Следовало бы проучить этого Рапральфа. Вызвать на три удара меча, сбить в грязь и — мордой… Так и будет, если он отсюда выйдет, что сомнительно. Если баронет сечет плененных рыцарей, он их вряд ли отпускает живыми, дабы лишних вестей не разносили. Надо же было угодить в лапы такого дикаря. Ай да дама Абегальда!
Даму Абегальду он увидел — вчера? — на закатном луче. Дама красиво скакала на чалой кобылке с гривой, заплетенной цветными лентами. За плечами наездницы развевалась белая накидка, а волосы были убраны в аккуратную сеточку. Вид у дамы был испуганный.
Он пустил свою лошадь галопом и быстро приблизился.
Дама вертела головой, оглядывая небо.
— Митра, о Митра, — бормотала она, словно искала в просветах облаков самого Подателя Жизни.
— Могу ли я помочь? — осведомился рыцарь.
— Нет! — воскликнула дама. — Все пропало.

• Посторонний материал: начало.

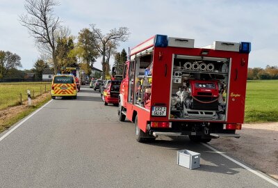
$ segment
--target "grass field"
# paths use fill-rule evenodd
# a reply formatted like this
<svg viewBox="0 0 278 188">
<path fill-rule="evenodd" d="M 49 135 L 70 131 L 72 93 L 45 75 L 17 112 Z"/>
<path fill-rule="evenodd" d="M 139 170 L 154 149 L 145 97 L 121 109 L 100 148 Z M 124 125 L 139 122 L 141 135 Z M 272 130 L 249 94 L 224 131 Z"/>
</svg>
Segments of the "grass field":
<svg viewBox="0 0 278 188">
<path fill-rule="evenodd" d="M 278 80 L 248 81 L 245 122 L 278 121 Z"/>
<path fill-rule="evenodd" d="M 27 100 L 27 90 L 31 96 L 51 90 L 51 83 L 0 84 L 0 109 L 19 104 Z M 248 81 L 245 102 L 245 123 L 278 121 L 278 80 Z"/>
<path fill-rule="evenodd" d="M 20 104 L 20 93 L 22 102 L 27 100 L 27 90 L 31 92 L 31 97 L 51 90 L 51 83 L 19 82 L 0 84 L 0 110 L 8 107 Z"/>
</svg>

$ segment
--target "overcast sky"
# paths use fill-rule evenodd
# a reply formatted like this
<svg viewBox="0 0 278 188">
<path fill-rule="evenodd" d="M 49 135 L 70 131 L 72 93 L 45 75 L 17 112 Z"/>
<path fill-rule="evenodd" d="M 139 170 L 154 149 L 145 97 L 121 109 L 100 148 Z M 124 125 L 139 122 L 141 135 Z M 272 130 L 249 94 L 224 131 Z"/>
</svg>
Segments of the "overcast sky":
<svg viewBox="0 0 278 188">
<path fill-rule="evenodd" d="M 18 21 L 26 13 L 24 1 L 0 0 L 0 50 L 17 54 L 23 69 L 30 69 L 40 54 Z M 55 14 L 74 36 L 90 24 L 104 33 L 127 26 L 131 34 L 120 52 L 155 34 L 193 38 L 195 47 L 215 40 L 247 41 L 252 42 L 249 67 L 278 65 L 278 1 L 60 0 L 60 4 Z M 101 68 L 100 60 L 95 66 Z"/>
</svg>

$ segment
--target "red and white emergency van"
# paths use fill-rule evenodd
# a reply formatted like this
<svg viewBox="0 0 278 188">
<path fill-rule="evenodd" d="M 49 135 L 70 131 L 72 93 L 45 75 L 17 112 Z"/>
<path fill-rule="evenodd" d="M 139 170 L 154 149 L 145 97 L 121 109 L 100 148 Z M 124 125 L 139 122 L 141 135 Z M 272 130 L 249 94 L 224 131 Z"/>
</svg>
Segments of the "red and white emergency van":
<svg viewBox="0 0 278 188">
<path fill-rule="evenodd" d="M 134 122 L 142 142 L 160 135 L 192 141 L 239 138 L 251 43 L 156 35 L 133 48 L 125 63 L 119 119 Z"/>
</svg>

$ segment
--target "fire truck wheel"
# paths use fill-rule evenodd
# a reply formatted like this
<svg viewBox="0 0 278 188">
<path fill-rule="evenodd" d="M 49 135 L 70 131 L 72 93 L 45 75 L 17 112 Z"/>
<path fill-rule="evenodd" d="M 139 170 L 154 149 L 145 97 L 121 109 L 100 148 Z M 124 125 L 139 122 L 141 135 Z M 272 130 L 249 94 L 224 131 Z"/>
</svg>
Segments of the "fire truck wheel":
<svg viewBox="0 0 278 188">
<path fill-rule="evenodd" d="M 138 121 L 137 119 L 137 116 L 135 118 L 135 134 L 136 139 L 138 142 L 143 142 L 144 139 L 142 138 L 142 134 L 144 132 L 138 127 Z"/>
<path fill-rule="evenodd" d="M 119 116 L 119 120 L 120 121 L 124 121 L 126 119 L 126 116 L 122 113 L 122 107 L 121 103 L 119 102 L 119 108 L 117 109 L 117 115 Z"/>
<path fill-rule="evenodd" d="M 104 95 L 102 95 L 102 94 L 101 94 L 101 100 L 102 100 L 102 101 L 104 101 Z"/>
</svg>

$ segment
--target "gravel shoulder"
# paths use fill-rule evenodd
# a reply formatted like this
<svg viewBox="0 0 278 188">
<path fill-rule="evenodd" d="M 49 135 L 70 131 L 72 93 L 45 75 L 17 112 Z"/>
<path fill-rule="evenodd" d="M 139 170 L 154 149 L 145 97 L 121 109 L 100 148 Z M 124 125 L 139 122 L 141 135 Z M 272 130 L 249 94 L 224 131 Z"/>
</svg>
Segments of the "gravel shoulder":
<svg viewBox="0 0 278 188">
<path fill-rule="evenodd" d="M 213 139 L 209 143 L 278 180 L 278 123 L 243 125 L 241 137 Z"/>
</svg>

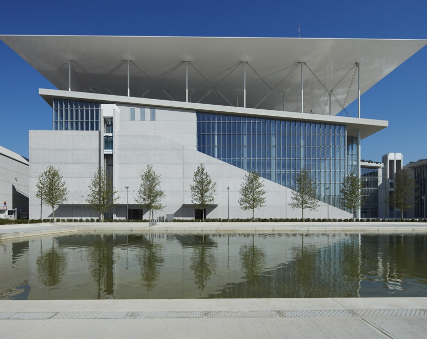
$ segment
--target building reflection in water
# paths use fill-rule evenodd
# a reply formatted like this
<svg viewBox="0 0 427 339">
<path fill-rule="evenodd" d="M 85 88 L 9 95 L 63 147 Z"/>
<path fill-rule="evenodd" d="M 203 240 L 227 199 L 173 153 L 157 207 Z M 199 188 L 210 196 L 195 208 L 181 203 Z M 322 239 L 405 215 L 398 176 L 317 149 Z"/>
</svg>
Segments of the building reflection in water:
<svg viewBox="0 0 427 339">
<path fill-rule="evenodd" d="M 408 297 L 427 288 L 424 234 L 79 234 L 2 245 L 1 299 Z"/>
</svg>

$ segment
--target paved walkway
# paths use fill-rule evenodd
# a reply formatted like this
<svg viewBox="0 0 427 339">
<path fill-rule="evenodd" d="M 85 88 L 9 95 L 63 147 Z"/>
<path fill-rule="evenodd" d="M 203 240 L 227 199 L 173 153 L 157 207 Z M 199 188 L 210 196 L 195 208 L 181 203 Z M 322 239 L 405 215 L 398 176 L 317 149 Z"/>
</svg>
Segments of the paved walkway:
<svg viewBox="0 0 427 339">
<path fill-rule="evenodd" d="M 0 240 L 59 233 L 96 232 L 179 233 L 427 232 L 427 223 L 48 223 L 0 226 Z"/>
<path fill-rule="evenodd" d="M 2 339 L 423 338 L 427 298 L 0 301 Z"/>
</svg>

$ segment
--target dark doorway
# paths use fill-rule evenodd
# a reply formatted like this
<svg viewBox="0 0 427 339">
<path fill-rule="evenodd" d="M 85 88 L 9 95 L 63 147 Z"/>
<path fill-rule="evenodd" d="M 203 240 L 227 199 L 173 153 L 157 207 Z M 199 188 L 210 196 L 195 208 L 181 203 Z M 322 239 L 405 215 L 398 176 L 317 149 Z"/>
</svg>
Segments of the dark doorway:
<svg viewBox="0 0 427 339">
<path fill-rule="evenodd" d="M 142 209 L 130 208 L 128 210 L 128 220 L 141 220 L 143 215 Z"/>
<path fill-rule="evenodd" d="M 203 214 L 202 214 L 202 213 Z M 195 209 L 194 210 L 194 219 L 202 219 L 204 215 L 205 219 L 206 219 L 206 208 L 204 209 Z"/>
</svg>

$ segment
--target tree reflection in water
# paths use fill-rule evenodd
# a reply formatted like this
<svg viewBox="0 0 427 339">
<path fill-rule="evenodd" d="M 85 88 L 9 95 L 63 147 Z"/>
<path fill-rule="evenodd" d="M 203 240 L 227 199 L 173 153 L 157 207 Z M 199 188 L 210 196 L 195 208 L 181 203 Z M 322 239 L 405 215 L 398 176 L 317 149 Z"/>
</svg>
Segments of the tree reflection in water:
<svg viewBox="0 0 427 339">
<path fill-rule="evenodd" d="M 113 236 L 96 236 L 97 242 L 91 244 L 88 251 L 87 260 L 90 274 L 97 287 L 97 298 L 101 299 L 101 291 L 105 298 L 112 298 L 114 288 L 113 276 Z"/>
<path fill-rule="evenodd" d="M 54 247 L 54 238 L 52 238 L 52 248 L 45 252 L 40 240 L 40 255 L 36 261 L 39 280 L 45 286 L 53 287 L 61 282 L 67 269 L 67 257 L 64 251 Z"/>
<path fill-rule="evenodd" d="M 142 285 L 148 291 L 152 291 L 156 286 L 155 283 L 160 276 L 160 267 L 165 262 L 161 255 L 163 246 L 161 243 L 154 243 L 153 236 L 153 234 L 150 234 L 148 241 L 145 239 L 145 241 L 143 240 L 143 246 L 138 255 Z"/>
<path fill-rule="evenodd" d="M 246 278 L 250 280 L 258 278 L 265 265 L 265 254 L 260 247 L 255 246 L 254 234 L 251 245 L 240 246 L 239 257 Z"/>
<path fill-rule="evenodd" d="M 209 245 L 205 243 L 204 234 L 196 235 L 194 237 L 196 242 L 201 241 L 201 243 L 193 248 L 190 268 L 194 273 L 194 283 L 203 291 L 212 273 L 215 274 L 217 264 L 214 251 Z"/>
</svg>

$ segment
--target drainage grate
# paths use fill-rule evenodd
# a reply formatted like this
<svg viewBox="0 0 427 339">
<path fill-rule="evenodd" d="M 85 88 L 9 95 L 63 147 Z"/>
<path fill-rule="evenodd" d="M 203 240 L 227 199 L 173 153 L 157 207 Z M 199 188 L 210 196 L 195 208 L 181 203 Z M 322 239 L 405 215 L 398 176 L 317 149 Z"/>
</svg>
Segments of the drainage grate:
<svg viewBox="0 0 427 339">
<path fill-rule="evenodd" d="M 132 319 L 148 318 L 329 318 L 342 317 L 427 317 L 419 309 L 302 310 L 299 311 L 209 311 L 154 312 L 9 312 L 2 319 Z"/>
<path fill-rule="evenodd" d="M 326 317 L 356 317 L 348 310 L 308 310 L 301 311 L 280 311 L 282 317 L 318 318 Z"/>
<path fill-rule="evenodd" d="M 0 313 L 0 319 L 19 319 L 33 320 L 50 319 L 56 313 L 48 312 L 10 312 Z"/>
<path fill-rule="evenodd" d="M 53 319 L 124 319 L 129 312 L 60 312 Z"/>
<path fill-rule="evenodd" d="M 423 310 L 353 310 L 359 317 L 425 317 L 427 312 Z"/>
<path fill-rule="evenodd" d="M 279 318 L 275 311 L 210 311 L 203 312 L 205 318 Z"/>
<path fill-rule="evenodd" d="M 141 319 L 152 318 L 203 318 L 202 311 L 167 311 L 159 312 L 128 312 L 127 319 Z"/>
</svg>

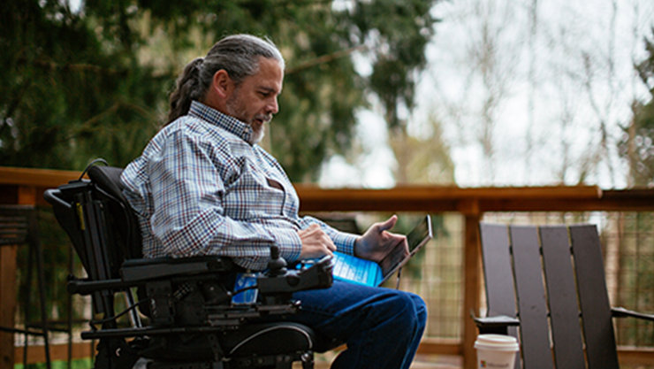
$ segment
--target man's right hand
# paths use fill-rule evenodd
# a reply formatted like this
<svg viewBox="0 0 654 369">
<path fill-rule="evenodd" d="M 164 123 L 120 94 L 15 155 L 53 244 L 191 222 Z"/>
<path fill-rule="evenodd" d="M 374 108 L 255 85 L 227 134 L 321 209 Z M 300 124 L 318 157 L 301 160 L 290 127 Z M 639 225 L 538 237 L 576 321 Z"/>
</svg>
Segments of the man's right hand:
<svg viewBox="0 0 654 369">
<path fill-rule="evenodd" d="M 300 259 L 322 258 L 325 255 L 333 256 L 336 251 L 336 245 L 331 238 L 323 232 L 317 224 L 312 224 L 307 229 L 299 230 L 298 235 L 302 241 Z"/>
</svg>

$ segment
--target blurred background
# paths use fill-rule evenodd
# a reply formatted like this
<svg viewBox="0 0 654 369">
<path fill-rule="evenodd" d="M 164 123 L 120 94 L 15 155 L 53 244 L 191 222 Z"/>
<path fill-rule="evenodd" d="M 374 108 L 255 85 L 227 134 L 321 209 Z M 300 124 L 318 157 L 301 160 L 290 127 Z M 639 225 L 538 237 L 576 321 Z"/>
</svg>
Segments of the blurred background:
<svg viewBox="0 0 654 369">
<path fill-rule="evenodd" d="M 270 37 L 286 59 L 262 145 L 295 183 L 654 186 L 650 0 L 5 0 L 0 166 L 125 165 L 164 123 L 186 63 L 234 33 Z M 316 215 L 365 229 L 390 214 Z M 422 215 L 400 214 L 395 230 Z M 67 302 L 63 281 L 79 265 L 65 235 L 47 209 L 39 217 L 50 315 L 90 314 Z M 432 218 L 437 237 L 402 287 L 430 305 L 426 337 L 459 342 L 464 219 Z M 651 212 L 483 220 L 597 224 L 612 301 L 654 311 Z M 19 250 L 19 266 L 27 258 Z M 619 343 L 651 348 L 654 329 L 626 325 Z"/>
</svg>

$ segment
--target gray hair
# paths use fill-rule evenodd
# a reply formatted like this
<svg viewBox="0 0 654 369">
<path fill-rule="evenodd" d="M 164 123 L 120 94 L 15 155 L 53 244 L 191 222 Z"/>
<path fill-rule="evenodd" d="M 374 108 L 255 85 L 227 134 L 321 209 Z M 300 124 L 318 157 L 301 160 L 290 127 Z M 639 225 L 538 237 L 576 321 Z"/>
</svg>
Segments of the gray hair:
<svg viewBox="0 0 654 369">
<path fill-rule="evenodd" d="M 259 72 L 259 58 L 273 58 L 284 70 L 284 58 L 269 38 L 251 35 L 233 35 L 214 44 L 204 58 L 186 65 L 177 79 L 175 90 L 170 97 L 168 123 L 186 115 L 193 100 L 204 98 L 216 72 L 224 69 L 240 85 L 243 80 Z"/>
</svg>

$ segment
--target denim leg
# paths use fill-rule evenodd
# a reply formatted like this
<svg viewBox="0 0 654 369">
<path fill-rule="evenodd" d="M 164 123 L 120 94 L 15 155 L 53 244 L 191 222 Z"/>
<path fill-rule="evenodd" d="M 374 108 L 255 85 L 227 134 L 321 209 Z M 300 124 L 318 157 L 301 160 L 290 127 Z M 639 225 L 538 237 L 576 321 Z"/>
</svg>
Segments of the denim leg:
<svg viewBox="0 0 654 369">
<path fill-rule="evenodd" d="M 291 320 L 347 344 L 332 369 L 407 369 L 425 327 L 420 296 L 335 281 L 325 289 L 298 292 L 301 309 Z"/>
</svg>

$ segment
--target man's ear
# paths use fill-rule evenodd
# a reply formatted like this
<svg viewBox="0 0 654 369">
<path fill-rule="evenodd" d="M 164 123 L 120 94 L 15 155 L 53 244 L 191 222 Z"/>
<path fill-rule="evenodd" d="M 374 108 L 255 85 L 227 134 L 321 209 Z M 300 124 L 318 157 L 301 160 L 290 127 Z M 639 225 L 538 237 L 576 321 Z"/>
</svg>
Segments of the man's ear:
<svg viewBox="0 0 654 369">
<path fill-rule="evenodd" d="M 234 82 L 224 69 L 221 69 L 214 73 L 211 89 L 221 98 L 226 99 L 232 94 L 233 86 Z"/>
</svg>

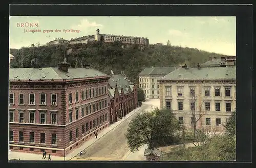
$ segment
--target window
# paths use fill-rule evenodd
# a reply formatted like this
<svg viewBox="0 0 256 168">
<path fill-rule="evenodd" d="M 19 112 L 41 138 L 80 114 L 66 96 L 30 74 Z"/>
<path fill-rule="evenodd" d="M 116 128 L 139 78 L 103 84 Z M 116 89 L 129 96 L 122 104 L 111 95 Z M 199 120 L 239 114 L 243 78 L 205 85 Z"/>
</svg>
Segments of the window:
<svg viewBox="0 0 256 168">
<path fill-rule="evenodd" d="M 194 117 L 190 117 L 190 124 L 194 125 L 196 124 L 196 118 Z"/>
<path fill-rule="evenodd" d="M 55 145 L 57 142 L 57 135 L 55 133 L 52 134 L 52 145 Z"/>
<path fill-rule="evenodd" d="M 93 120 L 93 128 L 96 127 L 96 121 L 95 119 Z"/>
<path fill-rule="evenodd" d="M 82 109 L 81 110 L 81 114 L 82 117 L 84 116 L 84 110 L 83 107 L 82 107 Z"/>
<path fill-rule="evenodd" d="M 215 111 L 221 111 L 221 103 L 219 102 L 215 103 Z"/>
<path fill-rule="evenodd" d="M 84 93 L 83 92 L 83 90 L 82 90 L 81 92 L 81 98 L 82 100 L 84 100 Z"/>
<path fill-rule="evenodd" d="M 51 94 L 51 104 L 52 105 L 57 105 L 57 94 Z"/>
<path fill-rule="evenodd" d="M 13 131 L 9 131 L 9 139 L 10 141 L 13 141 Z"/>
<path fill-rule="evenodd" d="M 34 132 L 30 132 L 29 133 L 29 142 L 30 143 L 34 143 Z"/>
<path fill-rule="evenodd" d="M 183 116 L 179 116 L 179 123 L 181 124 L 184 123 Z"/>
<path fill-rule="evenodd" d="M 166 108 L 167 109 L 170 109 L 170 102 L 166 101 Z"/>
<path fill-rule="evenodd" d="M 207 126 L 210 126 L 210 118 L 205 118 L 205 125 Z"/>
<path fill-rule="evenodd" d="M 86 115 L 88 115 L 88 106 L 86 107 Z"/>
<path fill-rule="evenodd" d="M 24 123 L 24 112 L 19 112 L 18 116 L 18 122 L 19 123 Z"/>
<path fill-rule="evenodd" d="M 216 126 L 220 126 L 221 124 L 221 118 L 216 118 Z"/>
<path fill-rule="evenodd" d="M 10 104 L 14 104 L 14 94 L 10 93 Z"/>
<path fill-rule="evenodd" d="M 44 133 L 40 133 L 40 143 L 46 143 L 46 134 Z"/>
<path fill-rule="evenodd" d="M 195 111 L 196 110 L 196 103 L 190 102 L 190 110 Z"/>
<path fill-rule="evenodd" d="M 220 96 L 220 88 L 219 87 L 215 88 L 215 96 Z"/>
<path fill-rule="evenodd" d="M 57 124 L 57 114 L 56 113 L 51 113 L 51 123 L 52 124 Z"/>
<path fill-rule="evenodd" d="M 46 113 L 40 113 L 40 124 L 46 124 Z"/>
<path fill-rule="evenodd" d="M 78 109 L 76 109 L 76 120 L 78 119 Z"/>
<path fill-rule="evenodd" d="M 10 117 L 9 120 L 10 122 L 14 122 L 14 114 L 13 111 L 10 111 Z"/>
<path fill-rule="evenodd" d="M 183 102 L 178 102 L 178 107 L 179 110 L 183 110 Z"/>
<path fill-rule="evenodd" d="M 178 95 L 182 95 L 182 87 L 178 87 Z"/>
<path fill-rule="evenodd" d="M 79 135 L 78 135 L 78 129 L 77 128 L 76 129 L 76 138 L 78 138 L 79 136 Z"/>
<path fill-rule="evenodd" d="M 89 126 L 88 123 L 86 123 L 86 130 L 87 132 L 89 130 Z"/>
<path fill-rule="evenodd" d="M 190 88 L 190 95 L 195 95 L 195 87 Z"/>
<path fill-rule="evenodd" d="M 34 105 L 35 104 L 35 94 L 30 93 L 29 94 L 29 104 Z"/>
<path fill-rule="evenodd" d="M 69 104 L 72 103 L 72 93 L 69 94 Z"/>
<path fill-rule="evenodd" d="M 205 102 L 205 110 L 210 111 L 210 102 Z"/>
<path fill-rule="evenodd" d="M 230 103 L 226 103 L 226 111 L 231 111 Z"/>
<path fill-rule="evenodd" d="M 72 131 L 69 132 L 69 141 L 71 141 L 73 140 L 73 132 Z"/>
<path fill-rule="evenodd" d="M 23 131 L 19 131 L 18 133 L 18 141 L 19 142 L 24 141 L 24 135 Z"/>
<path fill-rule="evenodd" d="M 88 90 L 86 90 L 86 99 L 88 99 Z"/>
<path fill-rule="evenodd" d="M 71 123 L 72 122 L 72 111 L 69 111 L 69 122 Z"/>
<path fill-rule="evenodd" d="M 165 88 L 165 95 L 170 96 L 170 87 Z"/>
<path fill-rule="evenodd" d="M 210 88 L 206 87 L 204 88 L 204 95 L 210 96 Z"/>
<path fill-rule="evenodd" d="M 18 94 L 18 104 L 24 104 L 24 94 L 20 93 Z"/>
<path fill-rule="evenodd" d="M 35 113 L 34 112 L 29 113 L 29 123 L 35 123 Z"/>
<path fill-rule="evenodd" d="M 225 96 L 230 96 L 230 87 L 225 87 Z"/>
<path fill-rule="evenodd" d="M 78 92 L 76 92 L 76 102 L 78 101 Z"/>
<path fill-rule="evenodd" d="M 46 94 L 40 94 L 40 104 L 46 105 Z"/>
</svg>

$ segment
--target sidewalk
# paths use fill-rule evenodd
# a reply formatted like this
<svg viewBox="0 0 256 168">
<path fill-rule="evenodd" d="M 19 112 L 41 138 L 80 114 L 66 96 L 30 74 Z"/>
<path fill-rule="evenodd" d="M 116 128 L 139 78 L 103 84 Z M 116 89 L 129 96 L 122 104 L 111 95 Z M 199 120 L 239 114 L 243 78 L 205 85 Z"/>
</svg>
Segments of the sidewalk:
<svg viewBox="0 0 256 168">
<path fill-rule="evenodd" d="M 139 107 L 137 109 L 132 111 L 125 116 L 125 118 L 123 118 L 121 121 L 118 121 L 114 123 L 112 125 L 110 125 L 102 131 L 101 131 L 98 135 L 98 138 L 96 139 L 95 138 L 92 138 L 87 141 L 86 141 L 83 145 L 81 147 L 75 149 L 71 153 L 68 154 L 65 158 L 62 157 L 51 156 L 51 158 L 52 160 L 70 160 L 72 159 L 74 157 L 76 157 L 77 155 L 79 155 L 81 151 L 83 151 L 87 148 L 93 145 L 94 142 L 97 141 L 98 139 L 100 139 L 102 137 L 104 136 L 108 133 L 110 132 L 111 130 L 114 129 L 119 124 L 126 120 L 130 117 L 132 116 L 135 112 L 137 112 L 141 109 L 141 107 Z M 47 155 L 48 156 L 48 155 Z M 41 154 L 36 154 L 27 153 L 22 153 L 17 152 L 9 152 L 9 159 L 10 161 L 11 160 L 18 160 L 19 158 L 20 160 L 41 160 L 41 161 L 47 161 L 48 159 L 42 159 Z M 65 160 L 64 160 L 65 159 Z"/>
</svg>

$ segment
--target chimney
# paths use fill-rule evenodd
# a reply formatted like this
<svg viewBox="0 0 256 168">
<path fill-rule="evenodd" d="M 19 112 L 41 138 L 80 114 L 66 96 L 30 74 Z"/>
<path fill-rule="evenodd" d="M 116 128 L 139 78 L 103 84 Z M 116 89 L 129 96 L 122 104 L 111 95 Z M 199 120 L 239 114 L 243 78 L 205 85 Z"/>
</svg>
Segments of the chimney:
<svg viewBox="0 0 256 168">
<path fill-rule="evenodd" d="M 62 62 L 58 64 L 58 68 L 59 70 L 68 73 L 69 65 L 70 64 L 68 63 L 67 58 L 65 57 Z"/>
<path fill-rule="evenodd" d="M 185 65 L 182 65 L 182 67 L 186 69 L 187 68 L 187 64 L 185 64 Z"/>
</svg>

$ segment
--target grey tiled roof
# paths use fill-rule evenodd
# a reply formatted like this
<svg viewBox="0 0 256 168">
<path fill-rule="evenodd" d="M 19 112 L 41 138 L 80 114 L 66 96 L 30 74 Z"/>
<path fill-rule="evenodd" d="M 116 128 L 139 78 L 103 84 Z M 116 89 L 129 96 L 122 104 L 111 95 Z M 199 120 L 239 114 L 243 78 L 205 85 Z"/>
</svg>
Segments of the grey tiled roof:
<svg viewBox="0 0 256 168">
<path fill-rule="evenodd" d="M 122 75 L 115 75 L 111 76 L 109 79 L 109 84 L 112 89 L 114 89 L 117 84 L 118 90 L 121 90 L 121 88 L 122 88 L 123 91 L 125 91 L 124 88 L 128 88 L 131 83 Z"/>
<path fill-rule="evenodd" d="M 221 64 L 225 63 L 225 61 L 222 61 L 221 59 L 217 59 L 214 61 L 208 61 L 200 65 L 201 67 L 205 66 L 220 66 Z"/>
<path fill-rule="evenodd" d="M 139 76 L 161 75 L 164 76 L 176 69 L 175 66 L 146 67 L 143 70 Z"/>
<path fill-rule="evenodd" d="M 100 76 L 110 77 L 108 75 L 92 68 L 69 67 L 68 73 L 59 70 L 57 67 L 10 68 L 9 70 L 9 80 L 72 79 Z"/>
<path fill-rule="evenodd" d="M 180 68 L 160 79 L 234 79 L 236 78 L 235 66 L 226 67 Z"/>
</svg>

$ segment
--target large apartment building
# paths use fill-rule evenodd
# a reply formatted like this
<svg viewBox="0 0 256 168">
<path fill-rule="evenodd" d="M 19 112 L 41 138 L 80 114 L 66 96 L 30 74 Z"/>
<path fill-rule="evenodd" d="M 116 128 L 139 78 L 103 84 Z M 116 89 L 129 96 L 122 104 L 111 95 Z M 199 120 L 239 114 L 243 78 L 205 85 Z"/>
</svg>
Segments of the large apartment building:
<svg viewBox="0 0 256 168">
<path fill-rule="evenodd" d="M 118 75 L 111 71 L 109 92 L 110 124 L 122 119 L 138 106 L 137 85 L 129 81 L 123 70 Z"/>
<path fill-rule="evenodd" d="M 213 61 L 213 62 L 212 62 Z M 173 110 L 180 123 L 221 132 L 236 110 L 236 57 L 210 58 L 202 66 L 186 65 L 159 79 L 160 108 Z"/>
<path fill-rule="evenodd" d="M 144 92 L 146 99 L 159 99 L 159 82 L 161 77 L 176 69 L 174 66 L 146 67 L 139 74 L 139 85 Z"/>
<path fill-rule="evenodd" d="M 110 76 L 86 65 L 10 69 L 12 151 L 65 156 L 109 124 Z"/>
</svg>

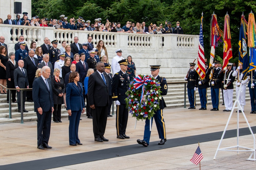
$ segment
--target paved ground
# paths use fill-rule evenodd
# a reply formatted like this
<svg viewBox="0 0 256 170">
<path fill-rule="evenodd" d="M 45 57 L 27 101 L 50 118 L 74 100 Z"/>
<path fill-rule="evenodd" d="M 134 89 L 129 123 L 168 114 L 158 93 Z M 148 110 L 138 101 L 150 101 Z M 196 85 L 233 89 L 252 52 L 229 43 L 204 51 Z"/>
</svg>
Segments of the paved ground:
<svg viewBox="0 0 256 170">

Он улетел, улетел…
— Кто?
— Сокол моего брата. Теперь брат меня убьет.
— Если позволите, я этого не допущу.
Она в первый раз глянула на рыцаря внимательно.
— Вижу, вы бывалый воин. Меня зовут Абегальда. Это ваш оруженосец там, у дерева?
— Мой.
Он обернулся, чтобы взглянуть на юного Фабио, своего оруженосца, и увидел сокола. Птица летела к верхушке старого вяза, за ней тянулся шнур с привязанными колокольцами, которые едва слышно позванивали.
— Прочь, прочь! — закричала дама.
Но сокол ее не слышал. Он уселся на ветку и принялся что-то клевать. Свежий вечерний ветер закинул шнур, птица расправила крылья и перелетела повыше. Поводок трижды обмотался вокруг сука, сокол дернулся, вновь попытался взлететь, но шнур потянул вниз, птица ударила крыльями и повисла вниз головой, медленно вращаясь и по-змеиному выгибая шею.
— Все, — сказала Абегальда, — теперь точно убьет.
— Зачем же вы брали птицу?
— Я не хотела ее спускать! Шнурок оборвался, видно, подгнил, она и улетела. Я только хотела поучить ее возвращаться на зов…
Дагеклан уже не слушал. От мысли, что птица может поломать крылья, сердце забилось у него в горле. Любой хозяин ловчего сокола это легко поймет, а Дагеклан когда-то любил соколиную охоту. Он пришпорил коня и поскакал к вязу.
Абегальда подъехала, когда рыцарь уже снял доспехи, камзол и сапоги и остался в нижних штанах и рубахе.
— Что вы собираетесь делать?
— Я собираюсь влезть на дерево, — ответил Дагеклан и полез.
Поводок уже совсем обмотал соколу крылья и горло: время от времени птица начинала биться — Дагеклан подставил соколу руку и сморщился от боли. Пока он разматывал шнур, когти птицы разодрали ему руку до мяса. Потом он привязал к опуткам тяжелый сук и бросил птицу: она слетела вниз, и дама Абегальда подставила ей перчатку.